Each profile reflects the core drivers of cyber risk at the business level—data value, control maturity, and ecosystem exposure. Real-world attack activity is then mapped to those profiles to determine how threat behavior translates into probable attack paths, financial outcomes, and control dependencies.

The result is a clear, forward-looking view of risk that can be directly applied to your organization.

What Do I Get?

A cyber risk forecast provides clarity where most programs rely on assumptions.

Forecasts identify the attack scenarios most likely to emerge in the near term, quantify their potential financial impact, and highlight where control effectiveness materially changes the outcome.

  • Overview of the top risks

  • Priority actions for CISOs on strategy and mitigations for the next 90 days

  • Estimated (typical) financial impact for each risk category

  • Overview of geopolitical events driving risk and how it impacts your industry

  • A 30-60-90 day outlook of how attacks are anticipated to shift

  • Your industry risk quantified: each attach scenario likelihood and corresponding financial impact estimate (industry 'typical' profile)

  • Your business-level risk quantified: customized profiles that quantify your organization's risk based on the three primary characteristics that determine your likelihood of being targeted for attack, the success factor, and reasonably expected financial impact.

  • Control maturity matrix so you see how you compare to the industry baseline

How Accurate Are Cyber Risk Forecasts?

They are highly accurate—because they are built on the most recent attack activity and a rigorously designed mathematical model, not assumptions.

Each forecast reflects how real-world attack patterns translate into business risk, continuously calibrated against what is actually occurring across sectors.

Accuracy is not claimed—it is measured and published.

A regularly updated Forecasting Track Record evaluates:

  • Key risk themes identified

  • Specific conditions and attacks that materialized

  • Emerging threats and amplifiers

  • Overall forecast performance across sectors

Performance has been consistently strong.
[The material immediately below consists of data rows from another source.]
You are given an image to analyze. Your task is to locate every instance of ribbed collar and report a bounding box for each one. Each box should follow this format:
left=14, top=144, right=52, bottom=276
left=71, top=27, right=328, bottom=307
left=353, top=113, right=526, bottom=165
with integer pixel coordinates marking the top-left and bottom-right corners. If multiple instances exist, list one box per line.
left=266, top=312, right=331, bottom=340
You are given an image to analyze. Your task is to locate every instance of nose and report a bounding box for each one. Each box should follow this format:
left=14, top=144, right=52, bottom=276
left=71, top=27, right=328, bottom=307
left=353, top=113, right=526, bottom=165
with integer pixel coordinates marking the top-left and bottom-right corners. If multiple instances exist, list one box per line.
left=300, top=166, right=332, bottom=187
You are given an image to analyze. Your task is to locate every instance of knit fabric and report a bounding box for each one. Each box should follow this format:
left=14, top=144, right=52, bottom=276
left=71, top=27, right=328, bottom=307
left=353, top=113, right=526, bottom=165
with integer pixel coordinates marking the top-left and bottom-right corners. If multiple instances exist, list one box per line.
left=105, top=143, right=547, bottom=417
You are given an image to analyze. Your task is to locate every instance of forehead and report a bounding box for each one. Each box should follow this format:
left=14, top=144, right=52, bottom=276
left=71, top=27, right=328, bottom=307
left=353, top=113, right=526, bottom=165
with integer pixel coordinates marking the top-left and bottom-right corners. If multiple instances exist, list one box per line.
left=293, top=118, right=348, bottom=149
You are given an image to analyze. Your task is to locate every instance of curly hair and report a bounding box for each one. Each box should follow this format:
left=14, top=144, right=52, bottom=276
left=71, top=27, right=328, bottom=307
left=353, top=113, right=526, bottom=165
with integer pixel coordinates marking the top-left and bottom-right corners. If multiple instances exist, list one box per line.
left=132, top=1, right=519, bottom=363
Where variance has occurred, it has been documented—most notably in cases where forecasts were too optimistic about geopolitical relief, temporarily understating risk levels.

This is not guesswork. It is measured, tested, and continuously refined against reality.

Built To Answer Your Top Questions

What is our biggest risk right now—and how costly is it?

Each forecast identifies and ranks the most likely, highest‑impact cyber risks facing your organization today, based on the last 30–90 days of real‑world activity. Risks are quantified by likelihood and translated into estimated financial impact, so CISO/CIO/CEOs understand not just what could happen—but what it could realistically cost.

If it happens, how much damage should we expect?

The forecast pairs each top risk with expected impact ranges and highlights the small number of controls proven to materially reduce losses. This allows you to assess whether your current preparedness and response capabilities meaningfully limit financial and operational impact.

Is our spending actually reducing expected loss?

By recalculating risk each month—combining changing threat drivers with updated financial impact—the forecast shows how risk exposure is moving and which investments are demonstrably lowering expected loss, versus those that provide diminishing returns.

How do we compare to peers facing the same threats? Industry benchmarking places your quantified risk profile in context, helping executives see whether your exposure and expected losses are aligned with comparable organizations operating in the same threat environment.

Built for Your Business

This forecast is built specifically for your business, using observed attack patterns and financial impact models relevant to organizations like yours.

Timely

Each forecast reflects the most recent 30–90 days of observed cyber activity and is recalculated monthly.

Customized

The forecast adjusts based on exposure, attractiveness, and security maturity, allowing leadership to understand their specific risk position.

Decision Support

Executives use the forecast to make time-bound decisions based on quantified exposure.